Vix mouths her answer without saying it. Okay.
On the final morning of Vix’s visit, Caitlin says, “I’d like to see those pictures now.” They’re having breakfast in their room, with the shutters thrown open so they can watch the boats gliding gracefully along the canal.
Vix hands the photos of Maizie to Caitlin and watches as she carefully studies each one. “Is she sad?” Caitlin asks. “She looks sad in this picture.”
“Sad? No. She’s quiet, sensitive, but I wouldn’t describe her as sad. She loves to hear stories about you.”
“What do you tell her?”
“About us … when we were young. I take her to the Flying Horses. She calls her favorite horse Mudhead.”
Caitlin looks away for a minute. “Is she okay with Abby and Lamb?”
“Abby’s a …” She’s about to say that Abby is a good mother, a loving mother, but that would imply Caitlin wasn’t, so she stops herself.

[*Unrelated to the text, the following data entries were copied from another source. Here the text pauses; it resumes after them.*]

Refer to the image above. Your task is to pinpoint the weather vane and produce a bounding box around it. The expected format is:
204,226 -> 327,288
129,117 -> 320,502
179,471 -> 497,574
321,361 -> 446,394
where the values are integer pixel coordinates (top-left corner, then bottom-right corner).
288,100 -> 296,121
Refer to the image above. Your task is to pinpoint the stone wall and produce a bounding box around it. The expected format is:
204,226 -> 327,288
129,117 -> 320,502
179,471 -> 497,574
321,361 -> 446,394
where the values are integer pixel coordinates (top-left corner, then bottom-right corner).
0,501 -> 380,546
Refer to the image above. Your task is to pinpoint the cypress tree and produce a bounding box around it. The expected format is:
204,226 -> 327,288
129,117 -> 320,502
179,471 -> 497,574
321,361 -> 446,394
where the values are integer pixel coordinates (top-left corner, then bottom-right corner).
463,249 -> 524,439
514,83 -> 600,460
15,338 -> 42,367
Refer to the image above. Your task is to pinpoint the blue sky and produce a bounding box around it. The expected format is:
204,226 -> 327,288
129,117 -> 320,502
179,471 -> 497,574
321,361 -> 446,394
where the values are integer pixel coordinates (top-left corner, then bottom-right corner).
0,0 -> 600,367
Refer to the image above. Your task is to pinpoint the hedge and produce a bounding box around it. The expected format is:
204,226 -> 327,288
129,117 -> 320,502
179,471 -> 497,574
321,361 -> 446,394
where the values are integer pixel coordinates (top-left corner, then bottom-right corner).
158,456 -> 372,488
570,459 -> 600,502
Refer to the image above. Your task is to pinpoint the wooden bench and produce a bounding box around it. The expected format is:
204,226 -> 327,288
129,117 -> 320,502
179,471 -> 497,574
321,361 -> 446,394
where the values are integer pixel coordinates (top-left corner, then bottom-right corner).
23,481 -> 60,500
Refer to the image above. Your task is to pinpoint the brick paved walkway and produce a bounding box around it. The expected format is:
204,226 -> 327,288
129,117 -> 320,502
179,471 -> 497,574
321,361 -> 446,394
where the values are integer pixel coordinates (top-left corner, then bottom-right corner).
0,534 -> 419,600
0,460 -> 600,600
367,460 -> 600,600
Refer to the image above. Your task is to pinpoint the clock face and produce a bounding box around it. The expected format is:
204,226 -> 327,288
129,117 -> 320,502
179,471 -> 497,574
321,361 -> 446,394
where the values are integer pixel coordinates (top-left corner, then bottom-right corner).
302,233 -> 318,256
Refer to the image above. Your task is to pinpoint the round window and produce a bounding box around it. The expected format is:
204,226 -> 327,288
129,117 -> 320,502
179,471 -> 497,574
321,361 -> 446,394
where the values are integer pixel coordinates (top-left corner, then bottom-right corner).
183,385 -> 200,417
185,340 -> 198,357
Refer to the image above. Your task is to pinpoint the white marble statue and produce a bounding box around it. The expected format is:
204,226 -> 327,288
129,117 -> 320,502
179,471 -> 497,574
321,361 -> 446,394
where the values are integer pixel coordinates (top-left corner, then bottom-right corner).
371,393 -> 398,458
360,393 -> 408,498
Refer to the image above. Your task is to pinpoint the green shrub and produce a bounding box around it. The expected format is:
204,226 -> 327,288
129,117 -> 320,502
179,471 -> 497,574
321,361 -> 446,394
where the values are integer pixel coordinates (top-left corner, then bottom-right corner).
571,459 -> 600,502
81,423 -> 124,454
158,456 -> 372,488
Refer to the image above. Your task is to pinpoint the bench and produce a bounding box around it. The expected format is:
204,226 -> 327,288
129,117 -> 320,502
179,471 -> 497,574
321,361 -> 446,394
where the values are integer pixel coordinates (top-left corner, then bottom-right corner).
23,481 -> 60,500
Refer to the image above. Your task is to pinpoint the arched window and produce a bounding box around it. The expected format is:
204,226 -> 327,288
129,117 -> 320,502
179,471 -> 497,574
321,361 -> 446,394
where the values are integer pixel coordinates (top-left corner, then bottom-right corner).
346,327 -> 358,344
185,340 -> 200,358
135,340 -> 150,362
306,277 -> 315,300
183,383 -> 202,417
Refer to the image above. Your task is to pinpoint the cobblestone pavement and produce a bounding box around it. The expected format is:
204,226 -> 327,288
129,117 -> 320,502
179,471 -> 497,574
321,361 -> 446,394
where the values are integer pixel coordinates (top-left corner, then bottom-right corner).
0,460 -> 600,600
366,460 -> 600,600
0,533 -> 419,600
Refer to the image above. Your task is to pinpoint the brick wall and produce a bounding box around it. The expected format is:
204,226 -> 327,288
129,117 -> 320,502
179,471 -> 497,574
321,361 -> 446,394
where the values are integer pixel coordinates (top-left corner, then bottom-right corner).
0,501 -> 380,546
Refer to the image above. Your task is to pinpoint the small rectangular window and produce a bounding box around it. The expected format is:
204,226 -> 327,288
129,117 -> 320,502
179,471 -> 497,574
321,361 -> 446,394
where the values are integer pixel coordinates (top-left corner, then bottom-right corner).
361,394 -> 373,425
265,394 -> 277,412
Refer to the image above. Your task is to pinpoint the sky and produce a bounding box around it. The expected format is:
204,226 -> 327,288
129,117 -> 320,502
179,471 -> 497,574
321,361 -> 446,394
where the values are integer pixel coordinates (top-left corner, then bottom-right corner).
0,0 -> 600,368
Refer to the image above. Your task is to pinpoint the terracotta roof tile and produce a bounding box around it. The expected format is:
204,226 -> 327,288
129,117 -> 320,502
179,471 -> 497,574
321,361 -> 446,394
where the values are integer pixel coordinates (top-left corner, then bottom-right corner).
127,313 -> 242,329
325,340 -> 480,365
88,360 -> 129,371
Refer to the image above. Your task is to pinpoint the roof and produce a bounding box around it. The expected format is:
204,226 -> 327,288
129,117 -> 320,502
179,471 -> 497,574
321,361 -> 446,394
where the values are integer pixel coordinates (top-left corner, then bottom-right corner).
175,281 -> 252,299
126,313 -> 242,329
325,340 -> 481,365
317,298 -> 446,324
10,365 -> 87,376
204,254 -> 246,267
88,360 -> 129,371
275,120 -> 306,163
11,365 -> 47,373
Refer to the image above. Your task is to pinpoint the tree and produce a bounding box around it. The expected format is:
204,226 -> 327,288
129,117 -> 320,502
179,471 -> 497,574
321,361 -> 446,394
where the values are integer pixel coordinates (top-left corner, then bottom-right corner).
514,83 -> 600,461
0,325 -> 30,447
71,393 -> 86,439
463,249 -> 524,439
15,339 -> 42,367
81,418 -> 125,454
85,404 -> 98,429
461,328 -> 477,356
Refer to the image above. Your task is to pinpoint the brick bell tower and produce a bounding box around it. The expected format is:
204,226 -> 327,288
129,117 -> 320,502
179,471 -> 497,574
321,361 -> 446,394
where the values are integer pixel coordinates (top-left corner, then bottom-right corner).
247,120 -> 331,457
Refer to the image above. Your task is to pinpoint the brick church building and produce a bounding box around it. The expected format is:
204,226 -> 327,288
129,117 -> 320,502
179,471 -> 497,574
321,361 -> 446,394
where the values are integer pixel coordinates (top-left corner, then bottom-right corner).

“I always thought Abby would be a good mother if she weren’t so intense.”
“She’s more relaxed with Maizie.”
Caitlin nods. “What about Bru?”
“He spends time with her, especially in summer.”
“That’s not what I mean.”
“Married to Star, from the health food store. He always had a thing for vitamins.”
They laugh for a minute then Caitlin grows serious again. “Do they have …”
“A boy and she’s pregnant again.”
Caitlin sips her cappuccino. This can’t be easy for her but Vix reminds herself she’s the one who left.
“What about you …” Caitlin asks. “Are you happy?”
Vix holds her belly. She thinks about how lucky she is to have Gus, the baby that’s coming. Her life is filled with friendship and love. She gets teary and homesick thinking of all of them. “Yes, I’m happy,” she tells Caitlin.
“No regrets?”
“Regrets?”
“About Bru …”
Bru? It’s funny, because when she sees him now he’s more like an old friend than a lover. They talk about Maizie, about the building bust of the late eighties and early nineties. Business is picking up again since the President vacationed on the Vineyard two summers in a row. The islanders gripe about the influx of the rich and famous, but the rich and famous are good for the local economy.
“No regrets about Bru,” she tells Caitlin. But she does have regrets. She regrets that Nathan’s life was cut short, that she and Lanie and Lewis aren’t close. Most of all, she regrets that Caitlin couldn’t confide in her, couldn’t ask for her support, because she understands now that Caitlin must have been deeply troubled to walk out on Bru, to leave Maizie. So she says, “I have regrets about you.”
“Me?” Caitlin says.
/> “That you couldn’t come to me when you were struggling,” Vix tells her, “when you were in pain.”
“You think I was struggling? You think I was in pain?”
Vix nods.
“Why can’t you see me for what I am?” Caitlin asks. “A self-centered bitch who doesn’t give a flying fuck about anybody but herself, who takes off when the going gets tough, who lies and cheats to get what she wants … who lies to her best friend just to stay ahead of the game.”
“No,” Vix tells her, “that’s not who you are.”
“I did Maizie the best favor I could by leaving.”
Vix shakes her head.
“Aren’t you going to ask me how I could do it … how I could abandon my own child? Aren’t you going to tell me what a fuckup I am?”
“I don’t have to,” Vix says softly.
Caitlin’s face crumples and she begins to cry. “I’m useless, worse than Phoebe ever was.”
Vix holds her, strokes her hair, tries to comfort her.
“How can you care about me after all I’ve done to you?”
“To me? I don’t think that’s the issue …”
“But it is. I used you. I took everything I could from you.”
“I never saw it that way. I was grateful just to be your friend.”